Another measure could be to design more efficient field borders at woody landscape elements by combining different NLEs to strengthen advantages for biodiversity and the provision of regulating and supporting ecosystem services such as water regulation and pest control. In particular, an option could be to keep a broad fringe of extensive grassland vegetation at borders between a forest or hedgerow and an agricultural field as recommended by Berger et al. (2011) and implemented by Swiss agricultural directives. Pywell et al. (2015) already showed that the creation of grassy wildlife‐friendly habitats at field borders not only increases pollinator abundance but also leads to increased yields proximate to it. Moreover, they demonstrated that removing 8% of the farmland at field borders for those habitats can balance overall yield losses and pay off already after five years of maintenance.

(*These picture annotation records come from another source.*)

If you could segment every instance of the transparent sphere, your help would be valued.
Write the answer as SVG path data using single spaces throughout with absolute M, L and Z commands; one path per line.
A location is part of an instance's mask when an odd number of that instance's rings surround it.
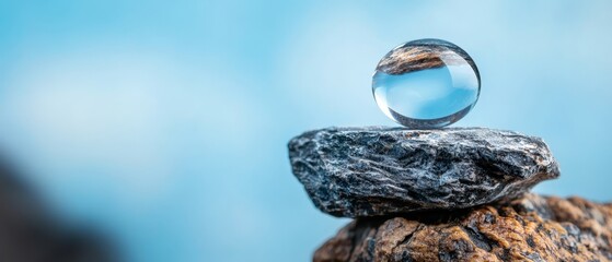
M 481 75 L 474 60 L 454 44 L 419 39 L 393 48 L 380 60 L 372 92 L 394 121 L 412 129 L 441 128 L 474 107 Z

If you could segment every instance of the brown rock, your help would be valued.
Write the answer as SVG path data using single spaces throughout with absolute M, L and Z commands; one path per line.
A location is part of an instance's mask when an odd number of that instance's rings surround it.
M 526 194 L 505 205 L 360 218 L 313 261 L 612 261 L 612 203 Z

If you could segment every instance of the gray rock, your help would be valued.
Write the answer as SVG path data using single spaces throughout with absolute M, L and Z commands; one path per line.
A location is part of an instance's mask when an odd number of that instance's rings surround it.
M 454 210 L 520 196 L 559 176 L 539 138 L 484 128 L 330 128 L 289 142 L 321 211 L 345 217 Z

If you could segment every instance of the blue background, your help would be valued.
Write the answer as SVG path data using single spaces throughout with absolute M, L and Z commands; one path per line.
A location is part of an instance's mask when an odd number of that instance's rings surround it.
M 286 143 L 395 126 L 371 75 L 396 45 L 465 49 L 481 98 L 455 126 L 542 136 L 612 198 L 610 1 L 0 1 L 0 145 L 67 219 L 130 261 L 308 261 L 320 213 Z

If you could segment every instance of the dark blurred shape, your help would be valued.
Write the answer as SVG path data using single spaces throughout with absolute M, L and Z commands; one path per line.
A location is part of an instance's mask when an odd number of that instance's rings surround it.
M 67 226 L 22 179 L 0 156 L 0 261 L 120 261 L 102 234 Z

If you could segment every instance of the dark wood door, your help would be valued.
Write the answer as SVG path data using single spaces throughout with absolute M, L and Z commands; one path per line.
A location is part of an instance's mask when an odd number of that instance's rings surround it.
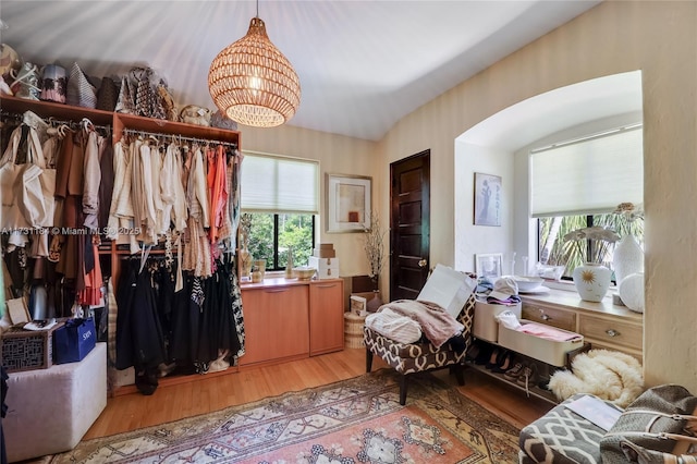
M 428 279 L 430 150 L 390 164 L 390 300 L 414 300 Z

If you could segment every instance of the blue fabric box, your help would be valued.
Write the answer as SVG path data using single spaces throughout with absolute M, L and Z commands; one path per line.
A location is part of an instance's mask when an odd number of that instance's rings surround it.
M 95 347 L 96 342 L 94 319 L 68 319 L 53 333 L 53 364 L 82 361 Z

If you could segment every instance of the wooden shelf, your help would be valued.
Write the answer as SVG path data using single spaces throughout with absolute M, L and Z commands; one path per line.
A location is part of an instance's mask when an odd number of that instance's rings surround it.
M 114 115 L 111 111 L 72 107 L 69 105 L 54 103 L 52 101 L 29 100 L 9 95 L 0 96 L 0 108 L 2 108 L 3 111 L 16 114 L 22 114 L 25 111 L 32 111 L 44 119 L 53 118 L 63 121 L 81 121 L 83 118 L 87 118 L 93 122 L 93 124 L 99 125 L 111 125 L 113 123 Z

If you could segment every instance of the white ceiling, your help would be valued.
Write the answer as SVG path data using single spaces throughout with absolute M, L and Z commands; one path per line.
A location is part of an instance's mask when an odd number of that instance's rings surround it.
M 289 124 L 378 141 L 405 114 L 599 2 L 261 0 L 258 9 L 301 80 Z M 256 9 L 232 0 L 2 0 L 0 34 L 26 61 L 76 61 L 90 76 L 149 65 L 180 107 L 215 109 L 210 62 L 246 34 Z

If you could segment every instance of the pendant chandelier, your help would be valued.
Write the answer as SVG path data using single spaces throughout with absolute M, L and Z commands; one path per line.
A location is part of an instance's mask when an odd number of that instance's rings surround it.
M 291 62 L 269 40 L 258 1 L 247 35 L 210 64 L 208 90 L 220 112 L 240 124 L 273 127 L 295 114 L 301 83 Z

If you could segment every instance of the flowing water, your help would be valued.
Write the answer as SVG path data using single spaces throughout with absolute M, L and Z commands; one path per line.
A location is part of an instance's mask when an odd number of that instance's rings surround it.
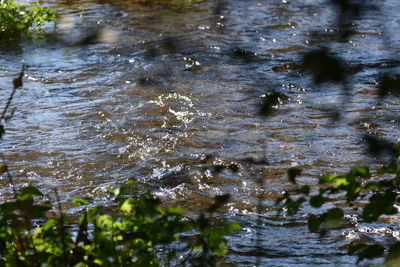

The width of such habitats should cover the zone of severe yield losses depending on the bordering structure, but ensure that crop production benefits from the positive effect of, for example, woody landscape elements after release from competition. As herbaceous landscape elements do not result in significant yield losses (Sutter et al., 2018; Tschumi et al., 2015), a herbaceous strip with a diverse mix of short‐lived and perennial native plants as applied in Pywell et al. (2015) could be a perfect habitat to obtain multiple advantages: No severe yield loss at field borders, combined with further positive effects from different habitats—wind shelter, and erosion control gained by the woody landscape element and high pollinators and pest–predator abundances obtained by the herbaceous landscape element.

5. CONCLUSIONS

Natural landscape elements in agro‐ecosystems are crucial, not only for biodiversity conservation but also for promoting regulating and supporting services such as water regulation and pest control. Our findings can add to the debate on economic gains and losses from specific NLEs as we quantified yield losses depending on the bordering structure. In particular, we showed that the effect of NLEs on crop yields varies between NLE types. They can be negligible (as for kettle holes), negative close to woody landscape elements, and even slightly positive at more than twice the distance of tree height from hedgerows or forest borders. We therefore recommend aligning a second NLE with lower vegetation (e.g., an herbaceous strip) in‐between the field border and a woody landscape element to maintain their longer‐ranged positive effects and buffer their short‐ranged negative effects by naturally provided ecosystem services that can benefit farmers at low economic costs. Future studies should focus on finding the optimal balance between the provisioning service for crop production and sustainable land management, where NLEs are an important part of agricultural landscapes.

CONFLICT OF INTEREST

None declared.

AUTHOR CONTRIBUTIONS

LR, KPW, JJ and CS conceived the ideas and designed the methodology; LR, NB, KPW, MM, and MG collected the data; LR and CS analyzed the data; and LR led the writing of the manuscript. All authors contributed critically to the drafts and gave final approval for publication.

Supporting information

 

 

 

 

 

 

 

 

ACKNOWLEDGMENTS

We thank Cornelia Fischer, Martin Köring, Hedwig Tietze and Gernot Verch, and staff members of the ZALF research station in Dedelow for their help with the fieldwork. The German Federal Ministry of Education and Research (BMBF) funded this work (funding number 01LC1406A‐E) within the BiodivERsA/FACCE‐JPI project “Balancing Agro‐ecosystem Services In Landscapes (BASIL).” Protocols were developed jointly with project partners. LR was additionally associated and supported by Deutsche Forschungsgemeinschaft (DFG) in the framework of the BioMove Research Training Group (DFG‐GRK 2118/1).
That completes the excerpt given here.